The next factor is the nature of the event. Some events are just fraught with expectation or emotion. Think the post 9/11 Presidential Address to Congress. Think eulogies in memory of a great person or the passing of a personal friend. There are in these types of events a built-in assumption that the listener will be at least be inclined to be engaged. Even if the speech itself is less than inspiring, the speaker is forgiven because the "event" supercedes all else. Unfortunately speech writers have little control over the nature the event but they should certainly use that as their starting point when they consider issues of cadence, tone, rhythm, and depending on circumstance, formality or intimacy.

The third element of engagement is humour. If you can get them laughing, you have got it made. Unfortunately it is usually easier to make an audience cry than to make them laugh. And having your audience cry is not usually regarded as the optimum outcome. Writing humor can be a terribly difficult business. Run very far if you have a client who asks that you write a speech with lots of jokes. Unless you are Jerry Seinfeld, it can't be done. But do not despair. Because the best humour - the most authentic humour - comes out of personal story. Which leads me to the fourth element - story telling.

In almost every interaction with human beings there is an element of story telling. And speeches are no different. We all suffer from the human condition. We all have the same frailties and insecurities. When speakers reveal theirs through the medium of story, audiences recognize themselves and say "oh yes, he/she is one of us. And now I trust the message as well as the messenger."

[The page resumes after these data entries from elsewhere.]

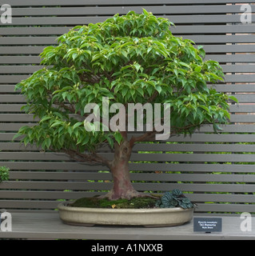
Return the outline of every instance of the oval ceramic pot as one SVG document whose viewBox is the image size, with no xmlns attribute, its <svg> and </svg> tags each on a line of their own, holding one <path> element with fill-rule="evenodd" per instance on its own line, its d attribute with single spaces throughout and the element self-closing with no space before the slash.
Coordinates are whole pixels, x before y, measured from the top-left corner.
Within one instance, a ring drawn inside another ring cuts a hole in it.
<svg viewBox="0 0 255 256">
<path fill-rule="evenodd" d="M 182 225 L 193 218 L 193 208 L 157 209 L 105 209 L 71 207 L 68 203 L 58 206 L 62 221 L 66 224 L 131 225 L 145 226 L 169 226 Z"/>
</svg>

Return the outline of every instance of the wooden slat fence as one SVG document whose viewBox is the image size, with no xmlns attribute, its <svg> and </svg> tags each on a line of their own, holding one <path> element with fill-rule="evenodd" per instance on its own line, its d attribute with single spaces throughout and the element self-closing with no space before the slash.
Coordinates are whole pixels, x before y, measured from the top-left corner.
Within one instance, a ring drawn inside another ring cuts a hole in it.
<svg viewBox="0 0 255 256">
<path fill-rule="evenodd" d="M 61 200 L 105 193 L 111 176 L 103 166 L 71 161 L 12 141 L 32 114 L 20 110 L 25 98 L 17 82 L 41 69 L 38 54 L 76 25 L 102 22 L 115 13 L 142 8 L 176 24 L 175 35 L 201 44 L 206 59 L 218 61 L 225 82 L 216 89 L 234 94 L 231 119 L 219 134 L 211 126 L 193 137 L 136 145 L 131 177 L 139 190 L 178 188 L 197 204 L 197 212 L 255 212 L 255 5 L 236 0 L 6 0 L 12 24 L 0 24 L 0 166 L 10 168 L 0 184 L 0 209 L 50 210 Z M 249 4 L 253 23 L 241 22 L 241 5 Z M 109 149 L 102 149 L 110 157 Z"/>
</svg>

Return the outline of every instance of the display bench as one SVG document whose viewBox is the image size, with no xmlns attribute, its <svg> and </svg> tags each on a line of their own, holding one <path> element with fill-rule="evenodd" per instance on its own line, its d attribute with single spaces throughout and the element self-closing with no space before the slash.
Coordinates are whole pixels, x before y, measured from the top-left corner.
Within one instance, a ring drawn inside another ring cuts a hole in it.
<svg viewBox="0 0 255 256">
<path fill-rule="evenodd" d="M 215 216 L 195 214 L 194 218 Z M 1 238 L 99 239 L 99 240 L 222 240 L 255 239 L 255 218 L 221 216 L 221 232 L 194 232 L 193 221 L 177 226 L 78 226 L 62 223 L 56 213 L 14 213 L 12 231 L 0 232 Z M 251 224 L 250 230 L 247 225 Z M 248 227 L 248 228 L 247 228 Z"/>
</svg>

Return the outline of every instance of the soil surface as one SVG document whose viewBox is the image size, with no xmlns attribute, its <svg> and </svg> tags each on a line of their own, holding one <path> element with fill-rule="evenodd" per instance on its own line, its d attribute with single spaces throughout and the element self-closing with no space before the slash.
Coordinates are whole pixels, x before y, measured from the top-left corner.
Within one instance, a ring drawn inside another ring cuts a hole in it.
<svg viewBox="0 0 255 256">
<path fill-rule="evenodd" d="M 156 208 L 155 204 L 158 199 L 151 198 L 134 198 L 130 200 L 118 199 L 110 201 L 107 198 L 83 198 L 76 200 L 70 206 L 73 207 L 90 207 L 90 208 L 132 208 L 132 209 L 149 209 Z"/>
</svg>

The final and perhaps the most powerful element of engagement is the appropriate use of language. As the writer, this is what you have most control over. I am often asked as a freelancer - how can I write with the distinctive voice of each and every speaker, especially when I often don't get to meet a lot of my clients. To which I reply I don't even try. I write in a style that is simple - straight forward - in every person's language - meant for the ear and not the eye.

So there you have it. Assuming that your clients are not the best orators in the world, and the events they are speaking at are of the more mundane variety, then you are left with humour, language and story. And you don't even need to have all three for gosh sakes. Write a speech that makes the audience laugh a little. That draws them in with a story or two. Deliver a simple message (singular). And keep it short.

Finally, be very brave when you review the final draft with your client and together ask yourselves "would we want to sit through this speech?" If the answer is yes, the chances are pretty good you will have an engaged audience who will ask your client to come back again and again.